I won't even think about cross ties on medical gas lines, cause that is just downright scary.


----------



## Driftwood (Feb 15, 2004)

*I know My limits*

I would never get into dental plumbing. I know nothing about it.
Agreed , There are hackers out there .It seems caring is the exception,every
where. Now You missed I took The CA. plumbers licensed exam and past.
I also pull permits in S.F. There amendments to the upc are very strict.

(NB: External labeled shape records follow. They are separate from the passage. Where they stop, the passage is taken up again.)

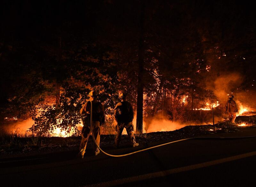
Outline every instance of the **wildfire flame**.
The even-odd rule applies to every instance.
[[[205,108],[196,108],[194,110],[211,110],[212,104],[209,103],[206,103],[205,104],[206,107]],[[212,107],[215,108],[220,105],[220,103],[219,101],[217,101],[215,103],[212,103]]]
[[[246,124],[245,124],[245,123],[241,123],[241,124],[239,124],[238,125],[238,126],[239,127],[244,127],[244,126],[246,126]]]

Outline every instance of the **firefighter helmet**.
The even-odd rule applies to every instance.
[[[119,93],[118,97],[122,99],[126,97],[126,93],[124,92],[121,92]]]
[[[97,97],[97,94],[95,91],[93,90],[89,93],[89,96],[92,97]]]

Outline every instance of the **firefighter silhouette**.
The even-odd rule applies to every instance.
[[[233,100],[234,96],[229,95],[229,100],[227,102],[226,105],[226,112],[228,114],[228,119],[232,123],[235,123],[235,120],[236,117],[236,113],[238,112],[236,101]]]
[[[92,133],[92,131],[95,137],[96,142],[98,145],[99,145],[100,126],[102,124],[104,123],[105,119],[104,107],[102,104],[97,100],[97,95],[96,92],[92,91],[89,93],[89,96],[92,105],[92,129],[91,129],[91,102],[88,101],[85,103],[80,110],[80,113],[85,114],[85,117],[82,119],[84,127],[81,134],[82,139],[80,144],[79,154],[82,158],[84,158],[88,139],[90,134]],[[100,153],[100,150],[94,144],[93,148],[95,151],[95,155],[97,155]]]
[[[115,118],[117,122],[116,126],[117,134],[115,140],[114,146],[116,148],[118,148],[119,146],[124,128],[126,129],[131,145],[133,147],[139,145],[139,144],[135,141],[133,132],[133,109],[131,103],[126,101],[126,97],[125,93],[120,93],[119,98],[121,102],[117,103],[115,108]]]

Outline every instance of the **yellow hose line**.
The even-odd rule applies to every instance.
[[[93,141],[94,142],[94,144],[95,144],[96,145],[96,146],[97,147],[99,148],[99,149],[103,153],[106,154],[107,155],[111,157],[124,157],[126,156],[128,156],[128,155],[131,155],[131,154],[135,154],[135,153],[137,153],[137,152],[142,152],[142,151],[146,151],[147,150],[148,150],[149,149],[153,149],[154,148],[155,148],[156,147],[161,147],[161,146],[163,146],[164,145],[167,145],[168,144],[172,144],[173,143],[175,143],[176,142],[181,142],[181,141],[184,141],[184,140],[188,140],[189,139],[205,139],[205,138],[208,138],[208,139],[212,139],[212,138],[216,138],[216,139],[231,139],[231,138],[250,138],[250,137],[256,137],[256,136],[243,136],[243,137],[195,137],[194,138],[185,138],[184,139],[182,139],[181,140],[176,140],[176,141],[173,141],[172,142],[167,142],[167,143],[165,143],[165,144],[160,144],[160,145],[155,145],[155,146],[153,146],[153,147],[148,147],[148,148],[146,148],[146,149],[141,149],[140,150],[139,150],[138,151],[134,151],[134,152],[130,152],[130,153],[128,153],[127,154],[120,154],[119,155],[116,155],[114,154],[108,154],[107,152],[106,152],[104,151],[103,151],[102,149],[101,149],[100,146],[98,145],[97,143],[96,143],[96,140],[95,139],[95,137],[94,136],[94,135],[93,134],[93,131],[92,130],[92,101],[90,101],[91,102],[91,129],[92,130],[92,138],[93,139]]]

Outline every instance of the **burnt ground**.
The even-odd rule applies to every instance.
[[[256,127],[256,115],[240,116],[237,117],[236,122],[246,123],[246,126]],[[173,131],[158,132],[142,135],[136,135],[136,141],[144,145],[157,144],[159,142],[175,141],[185,138],[203,136],[211,134],[228,133],[242,131],[244,127],[237,124],[223,122],[215,124],[189,126]],[[102,135],[100,136],[100,145],[102,147],[113,145],[115,135]],[[63,152],[78,151],[80,136],[68,137],[36,137],[21,138],[2,137],[0,145],[0,158],[41,154]],[[89,138],[87,150],[92,152],[93,143],[92,138]],[[129,141],[127,135],[122,136],[120,148],[128,147]]]

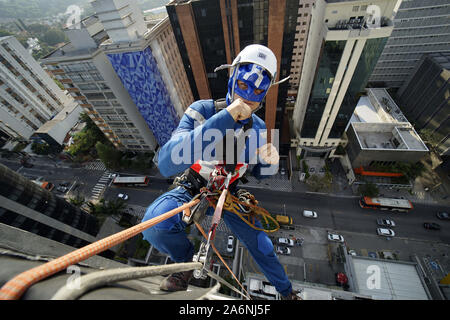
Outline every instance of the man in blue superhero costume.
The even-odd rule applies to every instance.
[[[199,192],[200,187],[206,186],[212,171],[224,161],[212,161],[204,159],[201,152],[211,142],[202,139],[208,130],[214,129],[220,132],[221,138],[225,140],[227,130],[239,131],[250,126],[257,136],[258,148],[253,148],[254,154],[249,151],[249,140],[245,143],[245,150],[238,153],[238,163],[234,164],[233,179],[230,191],[233,193],[238,179],[243,176],[252,159],[258,159],[254,165],[252,174],[258,178],[264,178],[267,171],[264,170],[275,166],[272,170],[277,172],[278,152],[271,143],[266,143],[266,125],[264,121],[253,114],[260,108],[270,86],[276,85],[276,58],[272,51],[261,45],[246,47],[235,59],[231,67],[232,72],[228,82],[228,93],[226,97],[226,108],[217,112],[214,101],[199,100],[194,102],[186,110],[178,128],[174,131],[172,138],[161,148],[158,156],[158,167],[164,176],[170,177],[184,171],[184,183],[158,197],[147,209],[142,221],[152,219],[167,211],[189,202]],[[220,68],[218,68],[220,69]],[[216,69],[217,70],[217,69]],[[283,79],[284,81],[286,79]],[[215,141],[220,143],[221,141]],[[194,145],[197,145],[197,149]],[[183,151],[183,159],[190,156],[190,161],[178,161],[180,146]],[[201,148],[198,148],[201,146]],[[186,148],[184,148],[186,147]],[[189,150],[189,151],[186,151]],[[215,151],[213,153],[215,155]],[[190,153],[190,154],[185,154]],[[227,158],[228,159],[228,158]],[[222,158],[223,160],[223,158]],[[229,167],[227,167],[229,168]],[[212,208],[208,209],[207,215],[212,214]],[[292,285],[287,278],[283,266],[280,264],[271,240],[263,231],[253,229],[242,221],[236,214],[224,210],[223,220],[238,237],[238,239],[249,250],[253,259],[271,284],[283,297],[294,295]],[[261,228],[259,221],[256,226]],[[190,262],[194,255],[194,246],[188,240],[185,233],[186,223],[182,221],[182,214],[175,215],[156,226],[143,232],[144,239],[150,242],[160,252],[166,253],[175,262]],[[179,291],[186,290],[192,271],[174,273],[164,279],[161,290]]]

Did a 2 year remodel in a 1927 victorian. No plastic ,all C.I.and copper. 
Wash machine drain pans Have to have a trap and into floor drain with primer.
I love plumbing as mush as welding and carpentry.
Comments Have been made about My work here.
I ask ,based on what? Whom on this site has stood beside Me at work?
Oh,and many s.f. plumbing inspectors are ex union plumbers , Do You think 
They cut Me slack? They try to find anything wrong just to bust My ball$.
I've never failed an inspection! Now lets be cilvil to one another Drift


----------



## Putty Truck (Oct 6, 2007)

Driftwood said:


> As a licensed Ca. gen. b , I pull permits for carp. ,gas,elec,and plumbing.
> Have all the tools and skills , do all the work Myself, Sub nothing . Drift.


Bullpucky...

California law states that if you are C licensed, you can do one other trade besides the one you are licensed in, kid. The same applies to the B license.

I got my L.A. City Journeyman's and my C-36. I have a Washington Journeyman's license and a Plumbing Contractors license.


----------



## Driftwood (Feb 15, 2004)

*Putty truck You are full of it ! Stick to Wash.!*

I do Major remodels in SF ,and Marin Co. pulling Carp. ,elec, plumbing,
and gas fitting.permits I SUB NOTHING ,I do The plumbing , My Son does the Elec.
Brian is 36 and also has His Gen. B Lic. The inspectors sign this work off!
I am not going to post My permits on a public forum , with wack jobs out 
there. If You ever travel to Marin Co. I'll show You the work, and papers.
I travel to Duvall Wash. Daughter and Son in Law live there.Own a plumbing buss, There. In The past He came down and did some major work under My Ca, B lic. ,That was plumb and Gas fitting. Want to talk to Him.? Now put up or shut up!


----------



## Putty Truck (Oct 6, 2007)

Anyone can pull permits. My dog could pull a permit.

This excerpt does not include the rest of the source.